Inácio Araújo, a film critic for the Brazilian newspaper Folha de S.Paulo, describes The Gang's All Here as an old-fashioned musical centered on the challenges of putting together a show, with a touch of romance. However, he points out that beneath this conventional premise, director-choreographer Busby Berkeley creates delirious choreography, using bold camera angles to transform the scenes into true visual works of art. Araújo emphasizes that, with Carmen Miranda and her iconic balangandãs, Berkeley constructs a festive and sensual image that, while evoking South America, seems more like a symbolic representation of the filmmaker's imagination and creative mind.

The Variety review describes the film as having a weak script, based on a story by Nancy Wintner, George Root Jr., and Tom Bridges, but notes that the musical numbers help compensate for this flaw. Alice Faye is praised for her charming screen presence, and her ballads are well received. Carmen Miranda is given a substantial role, excelling as both a comedienne and a performer of South American rhythm tunes. Phil Baker does his best with underwhelming comedic lines, while Benny Goodman's orchestra is prominently featured throughout the film.

== Awards and honors ==
- 16th Academy Awards (1944)
Best Art Direction-Interior Decoration, Color (Nominated)

- National Film Registry (2014)
In 2014, The Gang's All Here was deemed "culturally, historically, or aesthetically significant" by the Library of Congress and selected for preservation in the National Film Registry.
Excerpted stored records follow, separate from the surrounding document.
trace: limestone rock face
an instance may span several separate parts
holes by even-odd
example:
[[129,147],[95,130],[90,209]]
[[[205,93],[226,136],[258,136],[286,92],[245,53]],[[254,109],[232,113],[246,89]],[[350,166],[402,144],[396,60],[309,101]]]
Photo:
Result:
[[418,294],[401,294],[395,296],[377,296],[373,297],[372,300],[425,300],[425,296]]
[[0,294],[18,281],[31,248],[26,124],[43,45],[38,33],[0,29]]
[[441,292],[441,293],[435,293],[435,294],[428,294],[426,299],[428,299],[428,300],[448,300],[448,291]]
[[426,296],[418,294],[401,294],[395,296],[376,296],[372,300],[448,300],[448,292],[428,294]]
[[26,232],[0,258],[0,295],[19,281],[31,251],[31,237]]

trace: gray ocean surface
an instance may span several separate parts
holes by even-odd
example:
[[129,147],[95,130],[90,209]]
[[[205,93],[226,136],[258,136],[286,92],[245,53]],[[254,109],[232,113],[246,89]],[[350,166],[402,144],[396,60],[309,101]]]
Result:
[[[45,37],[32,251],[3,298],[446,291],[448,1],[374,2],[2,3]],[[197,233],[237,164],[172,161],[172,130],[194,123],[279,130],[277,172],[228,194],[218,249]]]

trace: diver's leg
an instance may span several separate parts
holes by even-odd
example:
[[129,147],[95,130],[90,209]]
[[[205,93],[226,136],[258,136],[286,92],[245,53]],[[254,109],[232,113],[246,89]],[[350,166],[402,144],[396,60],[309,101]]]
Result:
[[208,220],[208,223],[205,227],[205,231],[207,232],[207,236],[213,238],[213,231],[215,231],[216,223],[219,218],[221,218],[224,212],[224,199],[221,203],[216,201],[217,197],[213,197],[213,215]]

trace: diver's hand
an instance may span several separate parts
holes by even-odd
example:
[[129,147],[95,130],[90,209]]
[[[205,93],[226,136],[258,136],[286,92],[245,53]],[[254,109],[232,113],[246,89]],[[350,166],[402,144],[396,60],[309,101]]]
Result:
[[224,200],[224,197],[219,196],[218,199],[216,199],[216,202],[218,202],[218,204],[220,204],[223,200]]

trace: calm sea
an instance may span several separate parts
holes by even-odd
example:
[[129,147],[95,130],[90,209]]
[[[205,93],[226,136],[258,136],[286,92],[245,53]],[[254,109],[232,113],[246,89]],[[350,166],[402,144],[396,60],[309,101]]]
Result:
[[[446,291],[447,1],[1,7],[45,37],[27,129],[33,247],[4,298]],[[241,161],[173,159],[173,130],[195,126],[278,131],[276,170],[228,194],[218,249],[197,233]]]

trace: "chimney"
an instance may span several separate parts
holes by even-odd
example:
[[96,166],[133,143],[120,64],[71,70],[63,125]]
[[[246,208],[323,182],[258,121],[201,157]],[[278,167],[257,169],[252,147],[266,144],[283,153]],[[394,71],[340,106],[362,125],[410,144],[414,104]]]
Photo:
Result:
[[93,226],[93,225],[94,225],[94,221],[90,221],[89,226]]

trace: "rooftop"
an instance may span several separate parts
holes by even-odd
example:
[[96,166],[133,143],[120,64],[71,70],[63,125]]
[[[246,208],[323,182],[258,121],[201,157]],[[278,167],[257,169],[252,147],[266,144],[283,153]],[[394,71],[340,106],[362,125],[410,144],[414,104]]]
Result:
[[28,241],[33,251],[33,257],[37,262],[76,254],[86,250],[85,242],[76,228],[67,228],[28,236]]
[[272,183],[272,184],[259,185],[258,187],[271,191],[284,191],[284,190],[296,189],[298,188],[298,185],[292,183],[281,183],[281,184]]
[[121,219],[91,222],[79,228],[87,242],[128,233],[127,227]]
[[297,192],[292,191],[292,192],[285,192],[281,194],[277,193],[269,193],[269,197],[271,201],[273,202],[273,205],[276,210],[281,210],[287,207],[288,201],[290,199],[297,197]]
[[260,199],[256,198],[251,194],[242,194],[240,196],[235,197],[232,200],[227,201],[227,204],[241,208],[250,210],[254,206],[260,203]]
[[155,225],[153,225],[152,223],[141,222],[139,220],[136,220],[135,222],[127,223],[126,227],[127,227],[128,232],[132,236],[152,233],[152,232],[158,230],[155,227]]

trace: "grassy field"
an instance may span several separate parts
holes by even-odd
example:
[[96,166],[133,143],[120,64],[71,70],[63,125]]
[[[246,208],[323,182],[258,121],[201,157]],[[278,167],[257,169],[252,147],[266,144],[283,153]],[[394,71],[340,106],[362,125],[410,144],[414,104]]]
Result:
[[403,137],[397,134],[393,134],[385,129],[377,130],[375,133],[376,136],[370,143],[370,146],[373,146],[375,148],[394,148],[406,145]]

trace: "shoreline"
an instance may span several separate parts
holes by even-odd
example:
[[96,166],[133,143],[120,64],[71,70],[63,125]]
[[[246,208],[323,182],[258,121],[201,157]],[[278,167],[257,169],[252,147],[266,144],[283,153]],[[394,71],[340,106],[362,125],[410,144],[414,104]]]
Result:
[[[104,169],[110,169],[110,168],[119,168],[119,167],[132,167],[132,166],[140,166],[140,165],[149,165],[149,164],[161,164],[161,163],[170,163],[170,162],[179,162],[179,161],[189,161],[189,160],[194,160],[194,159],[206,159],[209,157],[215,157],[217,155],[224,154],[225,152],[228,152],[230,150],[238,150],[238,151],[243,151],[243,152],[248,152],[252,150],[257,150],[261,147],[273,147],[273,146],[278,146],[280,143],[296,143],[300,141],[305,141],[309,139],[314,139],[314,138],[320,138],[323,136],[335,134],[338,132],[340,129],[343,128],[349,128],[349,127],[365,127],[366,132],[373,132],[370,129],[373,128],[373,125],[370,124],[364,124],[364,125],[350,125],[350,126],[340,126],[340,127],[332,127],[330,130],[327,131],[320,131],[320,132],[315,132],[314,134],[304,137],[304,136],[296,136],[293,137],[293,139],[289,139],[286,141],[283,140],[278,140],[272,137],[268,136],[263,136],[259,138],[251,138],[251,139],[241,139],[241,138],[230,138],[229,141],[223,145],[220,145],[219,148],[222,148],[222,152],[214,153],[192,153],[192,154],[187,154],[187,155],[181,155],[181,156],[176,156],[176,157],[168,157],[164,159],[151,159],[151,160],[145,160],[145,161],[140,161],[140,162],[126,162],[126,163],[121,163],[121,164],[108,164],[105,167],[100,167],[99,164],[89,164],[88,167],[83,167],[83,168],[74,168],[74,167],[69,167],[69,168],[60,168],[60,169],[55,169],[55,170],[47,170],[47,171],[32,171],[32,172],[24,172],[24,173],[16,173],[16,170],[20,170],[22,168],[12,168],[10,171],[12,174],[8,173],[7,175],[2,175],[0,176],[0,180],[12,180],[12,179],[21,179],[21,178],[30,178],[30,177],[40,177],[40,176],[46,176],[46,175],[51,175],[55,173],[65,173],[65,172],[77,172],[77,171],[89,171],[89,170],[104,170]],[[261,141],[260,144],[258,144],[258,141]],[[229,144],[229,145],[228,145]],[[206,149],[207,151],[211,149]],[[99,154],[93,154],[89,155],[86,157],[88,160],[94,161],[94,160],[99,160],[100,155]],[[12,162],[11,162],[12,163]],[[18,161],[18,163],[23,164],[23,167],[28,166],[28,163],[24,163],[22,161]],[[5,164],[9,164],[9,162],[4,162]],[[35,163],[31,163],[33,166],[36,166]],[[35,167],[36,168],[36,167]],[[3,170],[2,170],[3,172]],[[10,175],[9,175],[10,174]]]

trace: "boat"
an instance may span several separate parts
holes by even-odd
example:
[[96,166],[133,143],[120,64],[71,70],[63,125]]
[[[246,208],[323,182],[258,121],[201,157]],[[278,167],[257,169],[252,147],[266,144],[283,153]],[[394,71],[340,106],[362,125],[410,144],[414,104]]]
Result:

The film is recognized by American Film Institute in these lists:
- 2004: AFI's 100 Years...100 Songs:
  - "The Lady in the Tutti-Frutti Hat" – Nominated
- 2006: AFI's Greatest Movie Musicals – Nominated

==Home media==
The Gang's All Here first appeared on LaserDisc in 1997 from 20th Century Fox Home Entertainment. Fox first released the film on DVD in 2007 as part of The Alice Faye Collection, but the transfer was criticized for its faded color reproduction subduing the original vibrant Technicolor hues. It was rereleased on DVD in 2008 as part of Fox's The Carmen Miranda Collection; this edition contained a brighter and more colorful transfer.

In 2014, Eureka Entertainment in the UK released the film on a region B Blu-ray as part of their Masters of Cinema series. This edition preserved the vibrant color scheme. In 2016, Twilight Time in the US released a region 0, limited edition Blu-ray of 3,000 units. Though also fully restored, it used a much duller, darker transfer than the Eureka.